Grace Blockers: Introduction

umbrella faucetJim (not his real name) had done everything that I had asked him to do, and still his personal spiritual growth was frustrated. He seemed legitimately stuck, unable to get over this hump. He consistently read the Word, prayed, attended worship, and sought to resolve conflict in a servant-like fashion. Yet, he was still frequently lashing out. The longer we talked the more I realized that Jim’s anger was actually rooted in his fear, and that he had certain fears he was simply unwilling to talk about. So long as those remained untouched he would remain stuck. Jim’s problem is actually a common one. A refusal to address certain types of struggles will prevent us from experiencing the specific grace we need to grow spiritually.

I call them “Grace Blockers,” a term I adopted from counselor Brad Bigney. Grace blockers are those unaddressed issues that will keep us stuck, that will keep us from experiencing the growth inducing grace of God. There are scenarios, perhaps you have experienced them, where you do all the things you’re “supposed” to do – read your bible, attend church, pray regularly, etc. – and yet spiritual health remains elusive. You remain stuck in your struggles, relapsing into cycles of sin. It’s important in these situations to seek understanding, to wonder at why we remain stuck. We have, after all, put ourselves in the very means of grace that God delights to use for our growth (Scripture, prayer, community, etc.). There is a likelihood that we remain unaffected because of the existence of a grace blocker.

Imagine grace like water gushing from a faucet. As we place ourselves under the faucet of God’s abundant grace we are bound to get wet. This is how spiritual growth and health happens: we place ourselves within the means of grace God provides and he soaks us to the bone. If you’re not under the faucet you won’t get wet. No growth, of course, happens simply and it takes time to transform a person and a life, yet without putting ourselves within the means of God’s grace we are sure to stay stuck. Grace blockers, however, work like an umbrella. We may be standing under the faucet and yet because of the umbrella we may never feel the waters of God’s transforming power. We are putting ourselves in the means of grace, but we have not addressed some major barrier to our growth and so we will remain stuck.

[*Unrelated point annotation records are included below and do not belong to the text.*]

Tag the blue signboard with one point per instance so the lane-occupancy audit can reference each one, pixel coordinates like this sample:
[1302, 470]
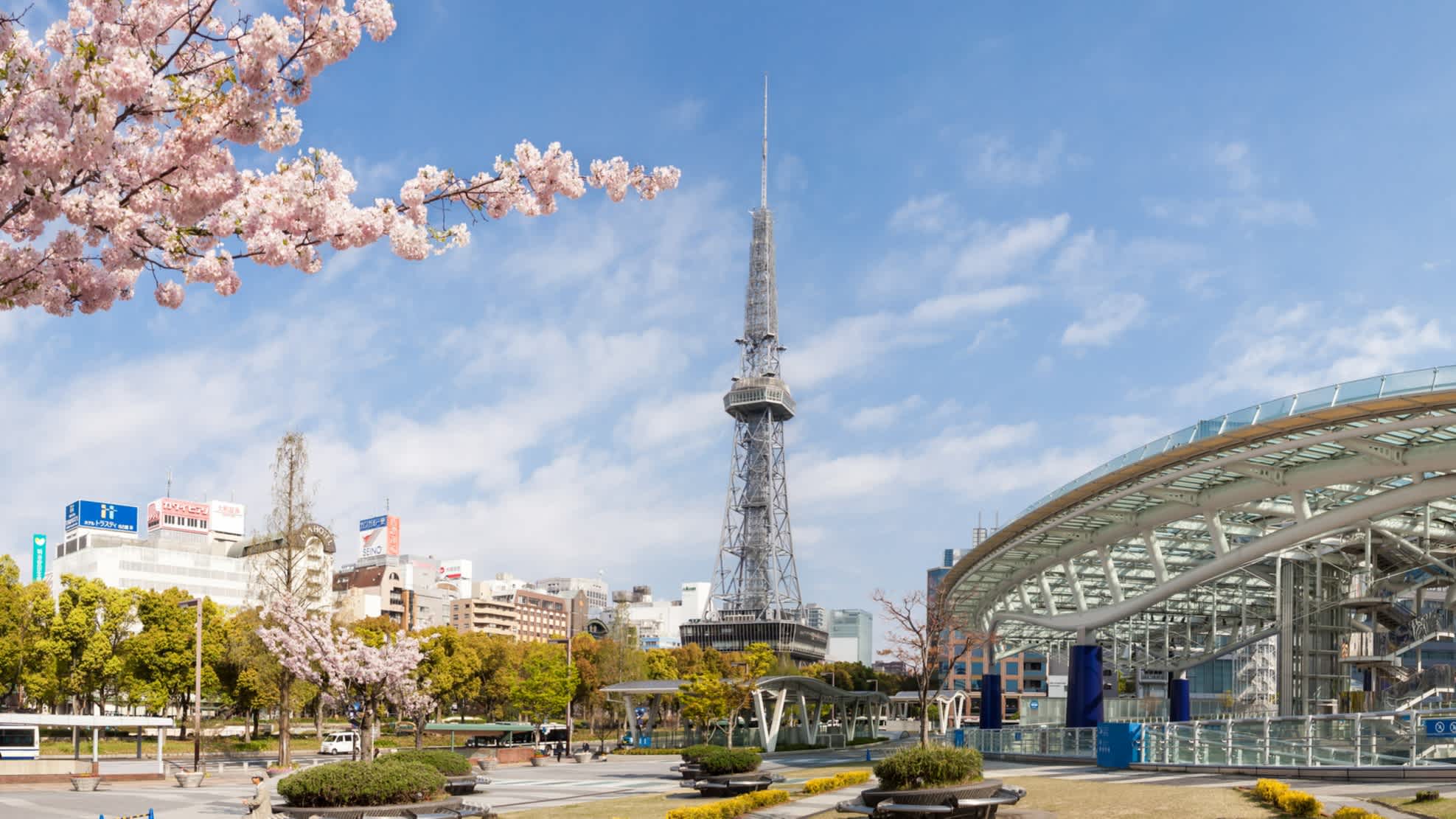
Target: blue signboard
[1117, 744]
[1441, 728]
[92, 515]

There are any number of grace blockers that might exist, but there are some common ones. As a counselor I’ve seen many of these, and as a Christian I’ve experienced some of them too. Common grace blockers include: bitterness, guilt/shame, addiction, fear, and control. When these remain unaddressed, either intentionally or subconsciously, we will remain stuck in our struggles and cycles of sin. We may be doing all the other right things to fight our sin, to overcome our temptations, to wrestle with our struggles, and yet because this umbrella is still up, we will be unaffected by the transforming grace of God. Note, that God’s grace never stops pouring forth. The challenges to our situation are not a result of God’s distance or lack of involvement. The challenges, in some situations, are directly linked to the inhibitors we have left in place to our own spiritual growth. To move forward we, like Jim, must evaluate what is keeping us stuck.

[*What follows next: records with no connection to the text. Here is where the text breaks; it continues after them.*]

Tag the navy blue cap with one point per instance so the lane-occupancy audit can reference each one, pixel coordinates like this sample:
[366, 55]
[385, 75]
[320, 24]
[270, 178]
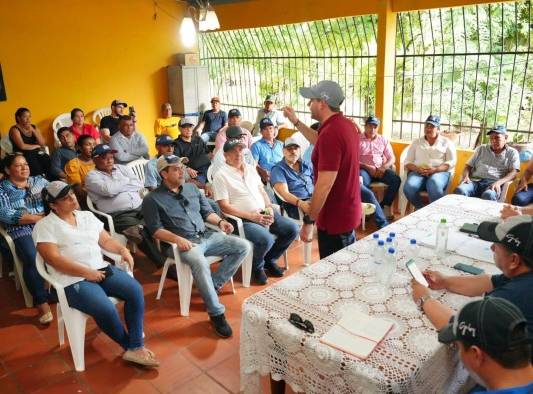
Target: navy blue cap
[498, 129]
[265, 122]
[164, 140]
[234, 112]
[433, 120]
[373, 120]
[102, 149]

Do you have a grace blocker in your life? Consider the following evaluative questions as a starting place:

  1. Are there any subjects, attitudes, or situations that are “off-limits” to others? Do you refuse to talk about these or share these with others?
  2. Is there one thing I can think of that would make my life better? What is it? Why is this so important?
  3. What drives me? What am I passionate about?
  4. Am I being faithful to pursue spiritual growth in my own life? How do I know I am striving to grow?
  5. Do I consistently feel stuck in my growth? Do the same struggles plague me, even thought I know precisely what I am supposed to do?
  6. Where do I find comfort and encouragement?
  7. When nothing else is distracting me or keeping me busy what do I spend my time thinking about?
  8. Do I replay situations, conversations, or frustrations in my head? How frequently? Why?
  9. Do certain memories, situations, or potential outcomes consume my thoughts? Do I become anxious as I dwell on them?
  10. Do I struggle to believe I am forgiven even though I know and trust the gospel?

These ten questions can serve to spark some good reflection in your own heart about your own life and desires. As you evaluate your life ask God to reveal an unresolved issues that may be serving as a grace blocker. Seek to confront those with the help of a friend. In this series we are going to explore the five common grace blockers in some detail and seek to confront them with Biblical truth. I hope this will serve as a helpful series for you. I am hopeful that someday Jim will see this reality too.

Comments

  1. Stephanie Caira says:

    Looking forward to this series. Appreciate the imagery of my “sin-blocker” being an umbrella preventing me from being covered in God’s ever flowing grace. Thank you, brother!